# Houston, we have a problem...



## stimmie78 (Dec 8, 2007)

I finally got a chance to start working on my muzzleloader kit and I've run into a snag. The screw holes in the lock and trigger aren't tapped! Pretty hard to dry fit and screw things together now. I emailed Traditions tonight. Muzzy hunt is coming up too quick for a problem like this. I could possibly fix the lock if I had a 4x0.7 bottom tap. The trigger I'd need a 5x0.8 tap. And the local ace doesn't have the bottom tap.


----------



## sagebrush (Sep 8, 2007)

have you tried Herrick's, or Grainger if not a quick Google search comes up with some like this one here
http://www.shars.com/products/view/4530/5x08_HSS_Metric_Spiral_Point_Plug_Tap


----------



## stimmie78 (Dec 8, 2007)

I can find them online.
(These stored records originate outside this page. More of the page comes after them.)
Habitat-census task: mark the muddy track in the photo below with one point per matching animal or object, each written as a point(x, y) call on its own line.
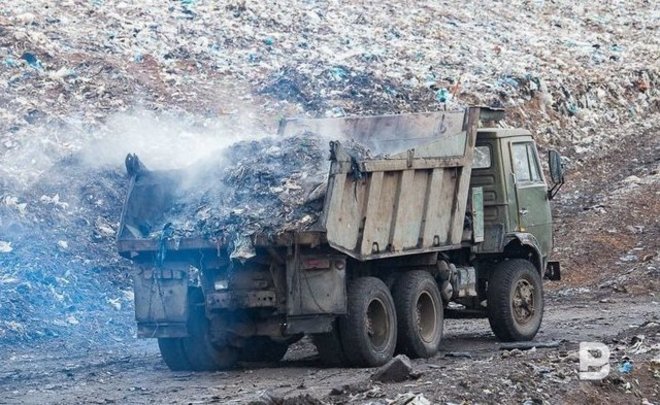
point(132, 371)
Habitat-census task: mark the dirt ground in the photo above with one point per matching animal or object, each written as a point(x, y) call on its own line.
point(471, 368)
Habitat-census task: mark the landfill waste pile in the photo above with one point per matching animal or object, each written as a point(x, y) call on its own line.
point(264, 186)
point(59, 278)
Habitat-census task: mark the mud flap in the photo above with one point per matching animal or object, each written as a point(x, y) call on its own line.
point(161, 303)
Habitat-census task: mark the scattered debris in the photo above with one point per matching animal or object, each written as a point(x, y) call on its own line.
point(466, 355)
point(528, 345)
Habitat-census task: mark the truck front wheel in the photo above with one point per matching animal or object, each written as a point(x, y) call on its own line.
point(368, 332)
point(419, 313)
point(515, 300)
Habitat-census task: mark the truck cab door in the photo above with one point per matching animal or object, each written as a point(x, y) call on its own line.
point(532, 208)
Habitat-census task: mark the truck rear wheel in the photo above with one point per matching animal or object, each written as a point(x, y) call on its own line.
point(515, 300)
point(262, 348)
point(419, 313)
point(368, 331)
point(202, 353)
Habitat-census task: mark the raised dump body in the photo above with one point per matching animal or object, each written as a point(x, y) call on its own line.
point(410, 200)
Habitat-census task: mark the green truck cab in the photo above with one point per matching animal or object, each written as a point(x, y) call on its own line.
point(516, 197)
point(449, 219)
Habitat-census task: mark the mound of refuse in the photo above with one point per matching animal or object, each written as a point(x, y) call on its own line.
point(264, 186)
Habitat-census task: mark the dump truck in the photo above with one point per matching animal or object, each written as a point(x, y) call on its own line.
point(452, 218)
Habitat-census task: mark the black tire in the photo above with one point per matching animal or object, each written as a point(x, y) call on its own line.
point(419, 313)
point(329, 347)
point(172, 353)
point(201, 352)
point(262, 349)
point(515, 300)
point(368, 332)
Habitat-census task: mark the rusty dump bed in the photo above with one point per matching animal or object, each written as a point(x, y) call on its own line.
point(411, 199)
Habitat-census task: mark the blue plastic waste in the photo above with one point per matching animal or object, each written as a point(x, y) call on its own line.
point(626, 367)
point(442, 95)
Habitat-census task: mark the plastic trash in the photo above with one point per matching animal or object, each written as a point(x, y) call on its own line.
point(626, 367)
point(32, 60)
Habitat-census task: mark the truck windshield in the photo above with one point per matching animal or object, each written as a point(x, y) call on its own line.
point(525, 164)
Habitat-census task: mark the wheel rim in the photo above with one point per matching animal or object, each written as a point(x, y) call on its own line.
point(378, 323)
point(523, 301)
point(426, 317)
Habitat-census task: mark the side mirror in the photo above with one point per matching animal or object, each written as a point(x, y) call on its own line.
point(556, 172)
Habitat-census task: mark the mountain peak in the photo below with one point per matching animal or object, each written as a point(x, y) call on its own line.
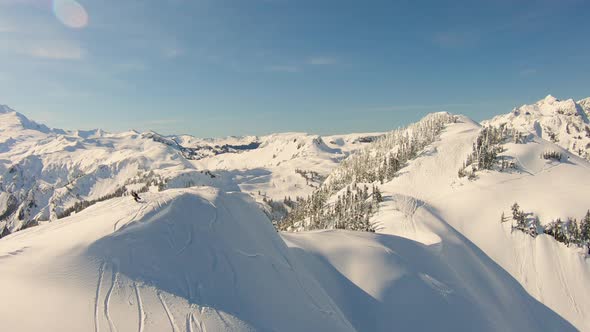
point(550, 99)
point(12, 119)
point(4, 109)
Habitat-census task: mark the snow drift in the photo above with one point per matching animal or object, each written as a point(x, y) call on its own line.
point(185, 260)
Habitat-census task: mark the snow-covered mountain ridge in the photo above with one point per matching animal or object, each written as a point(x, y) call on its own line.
point(564, 122)
point(48, 173)
point(206, 258)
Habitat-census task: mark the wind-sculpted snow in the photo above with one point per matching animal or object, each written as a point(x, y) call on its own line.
point(551, 272)
point(48, 173)
point(186, 260)
point(564, 122)
point(204, 260)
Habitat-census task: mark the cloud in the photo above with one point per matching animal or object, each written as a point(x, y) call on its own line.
point(528, 72)
point(453, 39)
point(282, 68)
point(6, 28)
point(321, 61)
point(423, 107)
point(57, 52)
point(173, 52)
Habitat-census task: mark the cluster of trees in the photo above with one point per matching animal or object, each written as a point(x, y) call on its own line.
point(147, 180)
point(554, 155)
point(486, 148)
point(380, 160)
point(352, 210)
point(570, 231)
point(81, 205)
point(377, 162)
point(310, 176)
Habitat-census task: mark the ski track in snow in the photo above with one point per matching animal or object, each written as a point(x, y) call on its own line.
point(140, 310)
point(107, 301)
point(96, 299)
point(198, 322)
point(168, 313)
point(189, 323)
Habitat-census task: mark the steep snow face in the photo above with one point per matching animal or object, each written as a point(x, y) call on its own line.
point(14, 122)
point(44, 172)
point(562, 122)
point(201, 259)
point(551, 272)
point(185, 260)
point(381, 281)
point(48, 173)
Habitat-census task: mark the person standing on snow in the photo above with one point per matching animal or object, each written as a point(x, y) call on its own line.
point(136, 196)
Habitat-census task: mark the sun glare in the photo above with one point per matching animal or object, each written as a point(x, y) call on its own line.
point(71, 13)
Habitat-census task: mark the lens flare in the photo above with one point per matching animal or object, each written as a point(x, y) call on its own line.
point(70, 13)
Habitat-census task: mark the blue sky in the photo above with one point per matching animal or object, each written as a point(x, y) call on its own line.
point(236, 67)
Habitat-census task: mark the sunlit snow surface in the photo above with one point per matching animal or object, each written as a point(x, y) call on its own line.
point(208, 259)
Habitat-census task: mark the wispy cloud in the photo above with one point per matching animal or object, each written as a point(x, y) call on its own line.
point(453, 39)
point(322, 61)
point(282, 68)
point(423, 107)
point(56, 52)
point(528, 72)
point(6, 28)
point(173, 52)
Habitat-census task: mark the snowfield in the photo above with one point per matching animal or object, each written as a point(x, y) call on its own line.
point(199, 254)
point(188, 260)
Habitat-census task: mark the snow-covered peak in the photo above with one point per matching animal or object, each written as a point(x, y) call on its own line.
point(11, 120)
point(564, 122)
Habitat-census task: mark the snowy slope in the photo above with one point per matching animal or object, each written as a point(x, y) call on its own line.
point(46, 173)
point(554, 274)
point(207, 258)
point(270, 170)
point(187, 260)
point(564, 122)
point(204, 260)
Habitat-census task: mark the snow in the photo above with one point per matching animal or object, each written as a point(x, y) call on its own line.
point(207, 258)
point(187, 260)
point(551, 272)
point(564, 122)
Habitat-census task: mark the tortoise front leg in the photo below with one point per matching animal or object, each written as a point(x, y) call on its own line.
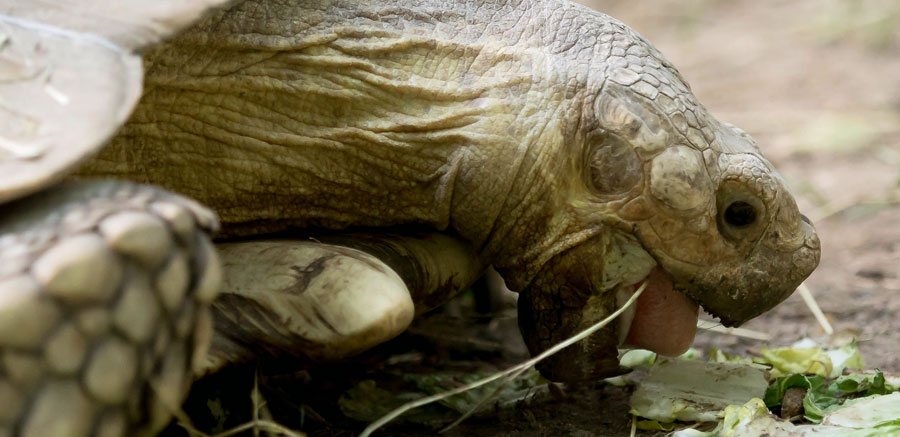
point(104, 293)
point(329, 298)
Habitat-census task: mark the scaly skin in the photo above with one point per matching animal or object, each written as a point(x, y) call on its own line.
point(553, 138)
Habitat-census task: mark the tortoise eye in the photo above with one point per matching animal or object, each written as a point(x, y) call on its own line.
point(613, 165)
point(740, 214)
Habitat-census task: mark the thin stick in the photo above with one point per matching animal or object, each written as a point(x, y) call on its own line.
point(517, 368)
point(709, 325)
point(254, 399)
point(814, 308)
point(484, 400)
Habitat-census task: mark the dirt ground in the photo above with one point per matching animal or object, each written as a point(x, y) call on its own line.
point(817, 83)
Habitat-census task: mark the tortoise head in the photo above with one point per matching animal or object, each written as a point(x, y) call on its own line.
point(658, 191)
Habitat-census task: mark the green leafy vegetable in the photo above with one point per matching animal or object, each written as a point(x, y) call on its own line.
point(822, 398)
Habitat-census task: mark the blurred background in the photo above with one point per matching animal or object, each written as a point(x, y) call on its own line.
point(817, 83)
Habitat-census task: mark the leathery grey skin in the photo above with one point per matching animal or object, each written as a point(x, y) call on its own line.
point(552, 138)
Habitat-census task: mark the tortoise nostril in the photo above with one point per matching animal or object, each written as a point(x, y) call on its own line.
point(740, 214)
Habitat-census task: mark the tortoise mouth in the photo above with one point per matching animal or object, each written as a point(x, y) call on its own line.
point(663, 320)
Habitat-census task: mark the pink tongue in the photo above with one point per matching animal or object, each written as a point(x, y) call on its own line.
point(665, 320)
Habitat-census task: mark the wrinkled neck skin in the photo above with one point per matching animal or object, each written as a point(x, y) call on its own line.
point(345, 113)
point(562, 145)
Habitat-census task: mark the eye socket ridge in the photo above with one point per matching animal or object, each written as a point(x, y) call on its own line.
point(613, 166)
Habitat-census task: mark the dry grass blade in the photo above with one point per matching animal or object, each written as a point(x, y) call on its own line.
point(814, 308)
point(517, 369)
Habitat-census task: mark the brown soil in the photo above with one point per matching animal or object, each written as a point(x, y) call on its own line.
point(818, 84)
I was just hoping to find it locally. I may try and see I'd the local machine shops can just fix it for me.


----------



## Huntoholic (Sep 17, 2008)

Harbor Freight.
http://www.harborfreight.com/hand-t...etric-carbon-steel-tap-and-die-set-39384.html


----------



## stimmie78 (Dec 8, 2007)

Well I decided to ship my parts back to traditions. I figured I've paid for them already I may as well have properly made parts. Unfortunately it's a week shipping back to CT and then a week back. The plus side is I have my brothers inline to use if I can't get mine done in time.


----------